A comunicarlo è il sigillo della Guardia di Finanza: labaia.net , che consentiva l’accesso a The Pirate Bay a mezzo proxy, è irraggiungibile. Una delle teste italiane dell’idra della Baia è stata tagliata.
Era previsto dall’originaria richiesta del Pubblico Ministero approvata dal GIP di Bergamo nell’agosto 2008, ricordano a Punto Informatico gli avvocati di TPB Giovanni Battista Gallus e Francesco Paolo Micozzi, quando The Pirate Bay era stata per la prima volta tagliata fuori dalla rete italiana. Tutti i “relativi alias e nomi di dominio presenti e futuri, rinvianti al sito medesimo” sarebbero dovuti essere investiti dai provvedimenti inibitori. Era dunque stato imposto ai provider italiani di filtrare a livello DNS numerose variazioni sul tema www.thepiratebay.org , domini che effettuassero il redirect, la cui “libera disponibilità – scriveva il GIP Mascarino – possa aggravare o protrarre le conseguenze delle descritte condotte delittuose”.

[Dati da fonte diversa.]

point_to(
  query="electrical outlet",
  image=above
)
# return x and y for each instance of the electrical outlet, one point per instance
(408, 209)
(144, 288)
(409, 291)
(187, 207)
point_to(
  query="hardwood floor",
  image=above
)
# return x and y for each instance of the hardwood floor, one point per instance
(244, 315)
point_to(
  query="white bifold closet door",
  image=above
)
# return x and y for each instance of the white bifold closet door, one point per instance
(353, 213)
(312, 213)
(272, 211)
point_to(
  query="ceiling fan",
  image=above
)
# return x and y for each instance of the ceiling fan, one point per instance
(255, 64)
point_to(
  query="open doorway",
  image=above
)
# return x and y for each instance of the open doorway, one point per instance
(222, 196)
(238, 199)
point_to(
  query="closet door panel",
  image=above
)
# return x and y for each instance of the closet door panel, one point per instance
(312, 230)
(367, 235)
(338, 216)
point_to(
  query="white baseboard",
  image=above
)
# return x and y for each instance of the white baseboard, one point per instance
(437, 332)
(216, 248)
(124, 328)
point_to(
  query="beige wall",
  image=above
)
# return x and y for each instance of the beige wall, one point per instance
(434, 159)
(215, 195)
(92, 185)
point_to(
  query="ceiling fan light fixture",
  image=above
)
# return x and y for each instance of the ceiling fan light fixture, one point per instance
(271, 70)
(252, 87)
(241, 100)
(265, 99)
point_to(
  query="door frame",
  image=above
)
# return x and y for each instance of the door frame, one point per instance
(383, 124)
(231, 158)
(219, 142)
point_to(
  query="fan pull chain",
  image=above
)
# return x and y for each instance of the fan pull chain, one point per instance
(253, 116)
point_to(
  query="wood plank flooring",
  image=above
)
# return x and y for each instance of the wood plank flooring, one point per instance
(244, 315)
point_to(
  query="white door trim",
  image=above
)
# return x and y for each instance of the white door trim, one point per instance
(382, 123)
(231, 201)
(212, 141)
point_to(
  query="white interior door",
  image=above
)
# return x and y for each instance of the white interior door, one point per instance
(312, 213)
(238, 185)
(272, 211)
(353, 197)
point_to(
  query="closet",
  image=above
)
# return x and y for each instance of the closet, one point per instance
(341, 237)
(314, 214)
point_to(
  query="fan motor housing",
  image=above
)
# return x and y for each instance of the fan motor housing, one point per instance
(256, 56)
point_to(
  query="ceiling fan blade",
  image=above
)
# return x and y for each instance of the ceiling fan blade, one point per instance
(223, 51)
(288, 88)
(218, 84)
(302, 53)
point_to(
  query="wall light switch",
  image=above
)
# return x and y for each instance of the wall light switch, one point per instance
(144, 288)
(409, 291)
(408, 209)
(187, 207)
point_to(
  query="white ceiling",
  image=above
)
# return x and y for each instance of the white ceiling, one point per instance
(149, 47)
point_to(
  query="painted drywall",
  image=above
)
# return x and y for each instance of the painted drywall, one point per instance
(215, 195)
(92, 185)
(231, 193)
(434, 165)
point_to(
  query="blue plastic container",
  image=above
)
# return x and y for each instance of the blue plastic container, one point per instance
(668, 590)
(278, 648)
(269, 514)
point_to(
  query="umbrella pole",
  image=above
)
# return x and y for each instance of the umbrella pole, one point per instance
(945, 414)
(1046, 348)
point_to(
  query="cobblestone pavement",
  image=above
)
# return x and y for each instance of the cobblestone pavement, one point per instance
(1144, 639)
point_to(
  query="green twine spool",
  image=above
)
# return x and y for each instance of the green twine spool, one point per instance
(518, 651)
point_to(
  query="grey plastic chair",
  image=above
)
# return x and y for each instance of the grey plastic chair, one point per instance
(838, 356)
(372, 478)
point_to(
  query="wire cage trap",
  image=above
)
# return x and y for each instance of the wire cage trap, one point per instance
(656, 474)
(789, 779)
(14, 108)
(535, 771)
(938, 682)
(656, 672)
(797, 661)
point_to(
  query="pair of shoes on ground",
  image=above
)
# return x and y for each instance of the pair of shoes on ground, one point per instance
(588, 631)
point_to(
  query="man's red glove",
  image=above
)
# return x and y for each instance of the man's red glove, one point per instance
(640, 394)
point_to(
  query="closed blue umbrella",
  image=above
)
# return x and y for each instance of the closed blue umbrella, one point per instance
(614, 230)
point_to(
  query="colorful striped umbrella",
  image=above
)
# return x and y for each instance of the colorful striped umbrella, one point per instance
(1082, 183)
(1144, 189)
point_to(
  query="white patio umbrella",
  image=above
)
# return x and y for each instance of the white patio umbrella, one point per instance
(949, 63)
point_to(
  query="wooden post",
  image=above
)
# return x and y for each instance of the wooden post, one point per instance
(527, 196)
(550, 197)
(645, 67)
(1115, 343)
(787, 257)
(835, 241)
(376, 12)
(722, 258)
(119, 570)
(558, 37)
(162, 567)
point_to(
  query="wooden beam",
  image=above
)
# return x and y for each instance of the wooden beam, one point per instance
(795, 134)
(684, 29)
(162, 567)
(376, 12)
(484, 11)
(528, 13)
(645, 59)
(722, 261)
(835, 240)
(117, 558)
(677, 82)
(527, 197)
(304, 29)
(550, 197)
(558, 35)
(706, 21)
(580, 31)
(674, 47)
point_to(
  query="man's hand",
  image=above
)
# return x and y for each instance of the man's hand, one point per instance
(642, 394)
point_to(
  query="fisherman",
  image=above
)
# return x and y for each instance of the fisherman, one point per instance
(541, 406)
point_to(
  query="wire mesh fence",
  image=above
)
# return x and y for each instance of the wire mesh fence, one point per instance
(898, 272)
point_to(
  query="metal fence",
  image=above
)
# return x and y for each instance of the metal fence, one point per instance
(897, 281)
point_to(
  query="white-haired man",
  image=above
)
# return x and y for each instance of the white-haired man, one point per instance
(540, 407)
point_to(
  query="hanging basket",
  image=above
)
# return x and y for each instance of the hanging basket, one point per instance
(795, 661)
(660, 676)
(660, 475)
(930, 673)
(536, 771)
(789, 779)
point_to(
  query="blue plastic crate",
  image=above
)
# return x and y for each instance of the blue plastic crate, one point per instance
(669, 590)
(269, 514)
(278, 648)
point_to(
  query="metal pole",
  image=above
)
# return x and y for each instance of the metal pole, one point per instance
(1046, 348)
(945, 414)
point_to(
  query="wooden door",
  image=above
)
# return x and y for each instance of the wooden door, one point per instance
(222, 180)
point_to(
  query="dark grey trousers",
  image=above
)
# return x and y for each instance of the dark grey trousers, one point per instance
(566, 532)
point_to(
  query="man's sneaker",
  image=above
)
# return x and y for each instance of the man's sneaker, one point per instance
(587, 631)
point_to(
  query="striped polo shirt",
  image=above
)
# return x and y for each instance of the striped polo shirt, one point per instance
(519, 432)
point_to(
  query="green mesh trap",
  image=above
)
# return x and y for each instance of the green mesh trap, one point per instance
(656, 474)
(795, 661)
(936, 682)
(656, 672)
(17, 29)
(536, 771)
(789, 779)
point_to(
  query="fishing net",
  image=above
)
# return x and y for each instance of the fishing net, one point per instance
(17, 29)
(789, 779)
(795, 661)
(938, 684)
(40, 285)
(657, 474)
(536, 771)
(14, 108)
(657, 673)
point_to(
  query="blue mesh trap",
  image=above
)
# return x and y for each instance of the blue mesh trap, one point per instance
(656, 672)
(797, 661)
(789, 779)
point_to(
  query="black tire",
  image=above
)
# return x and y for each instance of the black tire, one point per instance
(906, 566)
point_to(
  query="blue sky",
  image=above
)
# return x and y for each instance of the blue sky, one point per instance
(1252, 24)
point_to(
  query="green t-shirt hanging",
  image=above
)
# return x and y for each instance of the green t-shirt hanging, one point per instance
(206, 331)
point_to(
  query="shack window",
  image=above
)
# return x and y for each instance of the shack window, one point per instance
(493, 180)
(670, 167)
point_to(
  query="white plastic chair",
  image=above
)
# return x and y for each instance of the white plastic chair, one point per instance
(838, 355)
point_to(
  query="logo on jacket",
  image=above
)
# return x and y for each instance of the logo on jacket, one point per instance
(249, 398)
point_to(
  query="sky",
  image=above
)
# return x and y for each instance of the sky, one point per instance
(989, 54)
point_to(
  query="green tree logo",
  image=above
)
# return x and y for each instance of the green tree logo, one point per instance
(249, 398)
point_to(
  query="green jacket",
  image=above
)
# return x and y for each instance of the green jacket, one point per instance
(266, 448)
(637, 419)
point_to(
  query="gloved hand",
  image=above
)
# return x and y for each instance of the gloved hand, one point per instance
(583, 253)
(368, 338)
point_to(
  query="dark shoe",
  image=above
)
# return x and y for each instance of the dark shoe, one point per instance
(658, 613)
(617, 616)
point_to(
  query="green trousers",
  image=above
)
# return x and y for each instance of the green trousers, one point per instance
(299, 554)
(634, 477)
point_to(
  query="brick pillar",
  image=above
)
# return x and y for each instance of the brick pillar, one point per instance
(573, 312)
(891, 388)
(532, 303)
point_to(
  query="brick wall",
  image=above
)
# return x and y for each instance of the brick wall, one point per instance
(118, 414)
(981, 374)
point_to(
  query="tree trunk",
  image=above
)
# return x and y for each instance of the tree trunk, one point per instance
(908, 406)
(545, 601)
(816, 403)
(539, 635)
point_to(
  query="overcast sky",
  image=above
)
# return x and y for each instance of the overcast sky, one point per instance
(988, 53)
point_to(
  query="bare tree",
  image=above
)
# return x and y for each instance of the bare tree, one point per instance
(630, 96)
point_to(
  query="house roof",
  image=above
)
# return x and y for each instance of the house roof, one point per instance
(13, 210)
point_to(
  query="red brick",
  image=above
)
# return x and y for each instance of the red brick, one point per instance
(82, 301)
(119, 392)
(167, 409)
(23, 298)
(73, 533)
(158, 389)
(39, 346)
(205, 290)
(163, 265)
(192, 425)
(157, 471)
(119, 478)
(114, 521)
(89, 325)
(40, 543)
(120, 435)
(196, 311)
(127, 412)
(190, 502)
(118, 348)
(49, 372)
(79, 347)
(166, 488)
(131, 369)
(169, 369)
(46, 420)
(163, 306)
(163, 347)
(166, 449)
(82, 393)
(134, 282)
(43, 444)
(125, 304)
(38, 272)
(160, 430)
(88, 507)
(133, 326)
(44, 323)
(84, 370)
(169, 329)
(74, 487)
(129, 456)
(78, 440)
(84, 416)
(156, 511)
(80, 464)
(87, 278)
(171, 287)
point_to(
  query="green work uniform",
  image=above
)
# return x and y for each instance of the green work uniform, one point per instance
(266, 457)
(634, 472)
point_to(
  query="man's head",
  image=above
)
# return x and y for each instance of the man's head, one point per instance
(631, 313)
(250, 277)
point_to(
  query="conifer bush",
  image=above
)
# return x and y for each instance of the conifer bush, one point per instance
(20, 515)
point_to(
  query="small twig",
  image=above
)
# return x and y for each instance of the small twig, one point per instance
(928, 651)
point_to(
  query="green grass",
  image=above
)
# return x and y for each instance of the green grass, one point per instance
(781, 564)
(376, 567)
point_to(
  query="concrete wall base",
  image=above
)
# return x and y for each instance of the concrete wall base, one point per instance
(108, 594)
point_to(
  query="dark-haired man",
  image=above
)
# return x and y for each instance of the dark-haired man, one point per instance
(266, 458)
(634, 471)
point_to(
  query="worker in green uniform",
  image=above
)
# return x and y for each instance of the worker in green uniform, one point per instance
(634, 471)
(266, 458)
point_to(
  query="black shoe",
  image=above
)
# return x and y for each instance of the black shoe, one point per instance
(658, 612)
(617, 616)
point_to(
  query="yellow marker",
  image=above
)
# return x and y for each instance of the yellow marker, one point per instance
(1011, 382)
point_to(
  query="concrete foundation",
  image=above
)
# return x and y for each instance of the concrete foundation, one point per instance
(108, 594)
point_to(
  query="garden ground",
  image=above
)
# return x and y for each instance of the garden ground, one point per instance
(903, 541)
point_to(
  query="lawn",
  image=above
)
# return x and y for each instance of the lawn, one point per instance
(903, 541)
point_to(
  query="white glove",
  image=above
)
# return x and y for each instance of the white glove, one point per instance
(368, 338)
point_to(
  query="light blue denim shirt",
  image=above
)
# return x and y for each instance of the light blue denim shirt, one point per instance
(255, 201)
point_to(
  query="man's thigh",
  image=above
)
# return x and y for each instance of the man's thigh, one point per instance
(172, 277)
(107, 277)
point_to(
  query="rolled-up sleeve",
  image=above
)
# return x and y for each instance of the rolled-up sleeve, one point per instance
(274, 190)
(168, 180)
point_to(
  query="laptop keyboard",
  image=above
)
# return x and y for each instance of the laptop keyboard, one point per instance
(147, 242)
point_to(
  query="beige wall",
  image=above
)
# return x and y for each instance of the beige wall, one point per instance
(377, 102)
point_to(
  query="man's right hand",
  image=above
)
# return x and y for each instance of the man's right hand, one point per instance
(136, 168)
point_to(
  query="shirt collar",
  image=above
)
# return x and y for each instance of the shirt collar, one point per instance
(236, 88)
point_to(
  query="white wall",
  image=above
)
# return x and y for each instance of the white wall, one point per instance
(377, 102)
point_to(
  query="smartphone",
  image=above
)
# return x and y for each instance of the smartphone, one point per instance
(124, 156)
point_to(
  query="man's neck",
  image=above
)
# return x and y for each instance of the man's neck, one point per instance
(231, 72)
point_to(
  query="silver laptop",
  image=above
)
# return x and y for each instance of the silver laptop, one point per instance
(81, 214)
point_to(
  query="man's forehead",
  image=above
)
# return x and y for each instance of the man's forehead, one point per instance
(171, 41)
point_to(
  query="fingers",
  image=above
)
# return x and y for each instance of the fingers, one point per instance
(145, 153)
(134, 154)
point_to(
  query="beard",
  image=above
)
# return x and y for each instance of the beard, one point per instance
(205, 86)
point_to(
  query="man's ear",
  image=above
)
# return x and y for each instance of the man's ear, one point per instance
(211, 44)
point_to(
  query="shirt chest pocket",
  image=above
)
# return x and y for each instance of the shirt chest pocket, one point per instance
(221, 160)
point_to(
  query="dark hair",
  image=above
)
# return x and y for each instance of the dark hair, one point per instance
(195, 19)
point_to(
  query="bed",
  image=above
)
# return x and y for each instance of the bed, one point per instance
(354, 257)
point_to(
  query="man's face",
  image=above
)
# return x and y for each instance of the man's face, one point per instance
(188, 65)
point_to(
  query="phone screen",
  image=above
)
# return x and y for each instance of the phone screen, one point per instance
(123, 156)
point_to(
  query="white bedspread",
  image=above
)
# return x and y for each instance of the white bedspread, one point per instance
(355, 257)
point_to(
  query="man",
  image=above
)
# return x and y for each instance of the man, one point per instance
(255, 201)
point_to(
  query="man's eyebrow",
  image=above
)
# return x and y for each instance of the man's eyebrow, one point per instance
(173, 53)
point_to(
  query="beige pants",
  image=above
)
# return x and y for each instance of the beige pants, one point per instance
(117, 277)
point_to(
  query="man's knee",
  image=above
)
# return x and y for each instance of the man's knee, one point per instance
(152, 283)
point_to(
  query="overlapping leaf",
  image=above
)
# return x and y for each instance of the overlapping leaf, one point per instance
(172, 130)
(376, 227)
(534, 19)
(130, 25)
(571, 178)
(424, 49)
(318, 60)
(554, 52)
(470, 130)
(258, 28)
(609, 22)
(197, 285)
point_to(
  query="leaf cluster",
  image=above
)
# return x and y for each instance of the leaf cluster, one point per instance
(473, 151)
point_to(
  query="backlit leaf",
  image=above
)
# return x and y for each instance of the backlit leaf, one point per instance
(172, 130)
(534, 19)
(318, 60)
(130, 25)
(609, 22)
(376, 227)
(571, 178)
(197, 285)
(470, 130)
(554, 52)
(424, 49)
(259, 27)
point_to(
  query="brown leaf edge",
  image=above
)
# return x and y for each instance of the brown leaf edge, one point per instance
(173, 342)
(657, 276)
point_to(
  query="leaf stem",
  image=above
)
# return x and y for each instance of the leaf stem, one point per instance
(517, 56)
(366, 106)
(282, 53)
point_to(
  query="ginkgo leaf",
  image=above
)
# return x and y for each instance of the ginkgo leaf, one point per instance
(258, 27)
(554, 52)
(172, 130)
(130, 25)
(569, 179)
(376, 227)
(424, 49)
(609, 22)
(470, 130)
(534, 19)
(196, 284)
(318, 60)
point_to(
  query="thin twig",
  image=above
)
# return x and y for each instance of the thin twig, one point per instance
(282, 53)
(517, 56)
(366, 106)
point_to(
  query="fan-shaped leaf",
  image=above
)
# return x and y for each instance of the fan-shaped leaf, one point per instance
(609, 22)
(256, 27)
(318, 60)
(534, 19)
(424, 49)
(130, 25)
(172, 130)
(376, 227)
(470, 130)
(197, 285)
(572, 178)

Il procedimento , col dipanarsi dei mesi, si è fatto intricato: il ricorso della difesa, la sospensione del provvedimento inibitorio da parte del Tribunale del Riesame, il quale stabiliva che l’inibizione dell’accesso di un sito si potesse ottenere solo in certi casi esplicitamente previsti dalla legge e solo in seguito ad una disposizione del Ministero dell’Interno o dalle amministrazioni statali, e non invece da un Tribunale. La Procura di Bergamo era intervenuta per chiedere il parere della Cassazione, la Suprema Corte ha annullato il dissequestro stabilendo la liceità del procedimento, giustificata da una particolare interpretazione del d.lgs. 70/2003 , con cui l’Italia ha recepito la Direttiva Europea sul commercio elettronico .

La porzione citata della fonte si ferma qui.